Passed by Congress in 1996, Health Insurance Portability and Accountability Act (HIPAA) sought to establish national guidelines for the electronic transmittal of health information. It was passed to determine privacy and security measures for patients' medical data.1 Under this law, the U.S. Department of Health and Human Services implemented the Privacy Rule, which set the standards for privacy regulation in healthcare. It was effective in April 2013 and gave providers a year to comply with the new stipulations.
What does it do?
Mainly, HIPAA set national standards for accessing and viewing pertinent health data. Prior to this national law, states determined the accessibility of medical records. HIPAA now makes states adhere to minimum standards. However, HIPAA provides several new provisions for patients' privacy that you should know when working in medical billing. First, it gives patients the right to see and request copies of their health records from providers. It also accounts for who's accessed a health record within the last six years.
What does it cover?
HIPAA protects any health information from patients' medical histories—past, present and future. This data has to be held by a healthcare provider, insurance plan or clearinghouse to be covered by HIPAA. It also has to be combined with identifying facts such as names and addresses or Social Security numbers.2 This data is referred to as protected health information, or PHI. It can be handwritten or entered into a computer or electronic health record.
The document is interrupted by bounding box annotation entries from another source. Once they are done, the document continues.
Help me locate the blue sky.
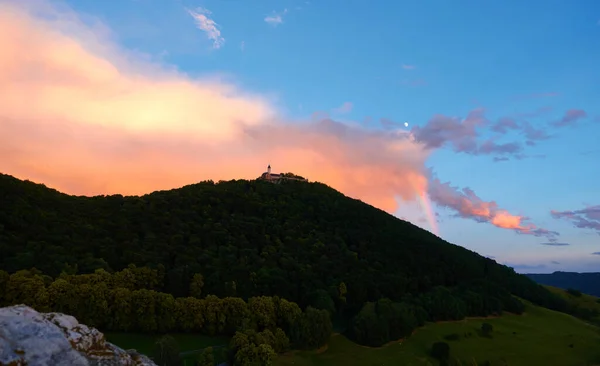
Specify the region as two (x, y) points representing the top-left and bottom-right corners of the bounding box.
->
(4, 0), (600, 272)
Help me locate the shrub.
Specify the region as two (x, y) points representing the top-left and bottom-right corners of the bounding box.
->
(481, 323), (494, 337)
(444, 333), (460, 341)
(567, 288), (581, 297)
(431, 342), (450, 361)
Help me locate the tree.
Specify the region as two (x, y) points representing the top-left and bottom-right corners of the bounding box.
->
(196, 347), (215, 366)
(431, 342), (450, 362)
(566, 288), (581, 297)
(481, 323), (494, 337)
(153, 335), (181, 366)
(190, 273), (204, 299)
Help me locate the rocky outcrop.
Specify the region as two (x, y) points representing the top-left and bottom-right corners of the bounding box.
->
(0, 305), (156, 366)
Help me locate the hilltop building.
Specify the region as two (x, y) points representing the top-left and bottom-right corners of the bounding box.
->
(258, 164), (308, 183)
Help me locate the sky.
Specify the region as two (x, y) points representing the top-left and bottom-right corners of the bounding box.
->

How does HIPAA affect EHRs?
President Obama's signing of the Stimulus Law in 2009 established further health-related provisions that were included in the Health Information Technology for Economic and Clinical Health Act, or HITECH.3 It specifically dealt with managing healthcare IT and privacy of patient data. The law sought to generate electronic health records for every American by 2014, using nearly $19 billion in funds for a budget. It also determined punishments for facilities that violated HIPAA regulations regarding the secure protection of PHI. For example, a covered entity in Connecticut had a memory drive stolen from its property that contained the information of more than 500 patients, and the provider was forced to provide a financial settlement for failing to take appropriate action to prevent the security breach. However, HIPAA privacy measures have little effect on practices transitioning to EHRs.4 Many of the same rules apply between paper and electronic records, but providers have to adjust their practices to comply with HIPAA. Otherwise, the stipulations from the 1996 law remain the same.
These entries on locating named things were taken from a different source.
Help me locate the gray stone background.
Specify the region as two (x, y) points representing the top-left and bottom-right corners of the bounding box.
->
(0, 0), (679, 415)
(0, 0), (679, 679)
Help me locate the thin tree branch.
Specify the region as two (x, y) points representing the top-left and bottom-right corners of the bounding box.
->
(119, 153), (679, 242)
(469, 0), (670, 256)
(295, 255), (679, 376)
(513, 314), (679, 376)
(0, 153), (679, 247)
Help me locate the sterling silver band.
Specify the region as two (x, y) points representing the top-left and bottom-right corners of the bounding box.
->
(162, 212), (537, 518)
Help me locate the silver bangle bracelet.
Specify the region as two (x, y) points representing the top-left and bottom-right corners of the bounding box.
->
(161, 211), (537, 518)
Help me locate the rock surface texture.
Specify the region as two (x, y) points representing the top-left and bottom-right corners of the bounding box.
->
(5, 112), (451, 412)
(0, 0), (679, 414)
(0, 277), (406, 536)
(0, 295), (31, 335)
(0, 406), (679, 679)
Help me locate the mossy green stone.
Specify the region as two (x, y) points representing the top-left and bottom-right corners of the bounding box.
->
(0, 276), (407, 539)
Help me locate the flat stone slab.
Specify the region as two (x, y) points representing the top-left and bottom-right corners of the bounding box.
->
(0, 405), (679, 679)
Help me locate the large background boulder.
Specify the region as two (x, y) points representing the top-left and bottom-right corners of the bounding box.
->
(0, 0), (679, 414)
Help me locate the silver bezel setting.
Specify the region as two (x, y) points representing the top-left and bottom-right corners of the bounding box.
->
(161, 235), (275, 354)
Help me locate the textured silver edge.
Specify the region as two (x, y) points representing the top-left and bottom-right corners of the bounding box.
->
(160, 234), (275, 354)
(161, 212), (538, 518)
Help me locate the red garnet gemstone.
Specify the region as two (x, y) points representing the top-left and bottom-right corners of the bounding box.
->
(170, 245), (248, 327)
What are best practices for HIPAA?
In order to avoid any possible penalties while working with HIPAA, there are some practices to consider adopting to stay in line with its standards. If you're working a nursing job with a medical practice, you should take inventory of the PHI in the office.5 Determine what kind of information you have on file and how it may require further security. It'll help reveal where leaks might occur and assist in developing a response strategy in case of breaches. You can also help the practice carry out a risk analysis on the possible vulnerabilities of electronic PHI. This way, the risks can be properly identified and managed. It's best to have a management plan in place that includes all aspects of the HIPAA Security Rule. The last thing any practice wants is to fail compliance regulations and find itself in litigation hearings with the government.
Although it may seem complicated, working with HIPAA has many benefits for both practices and their patients. If you're looking to start your healthcare career, learning about patient privacy and security is a great place to begin.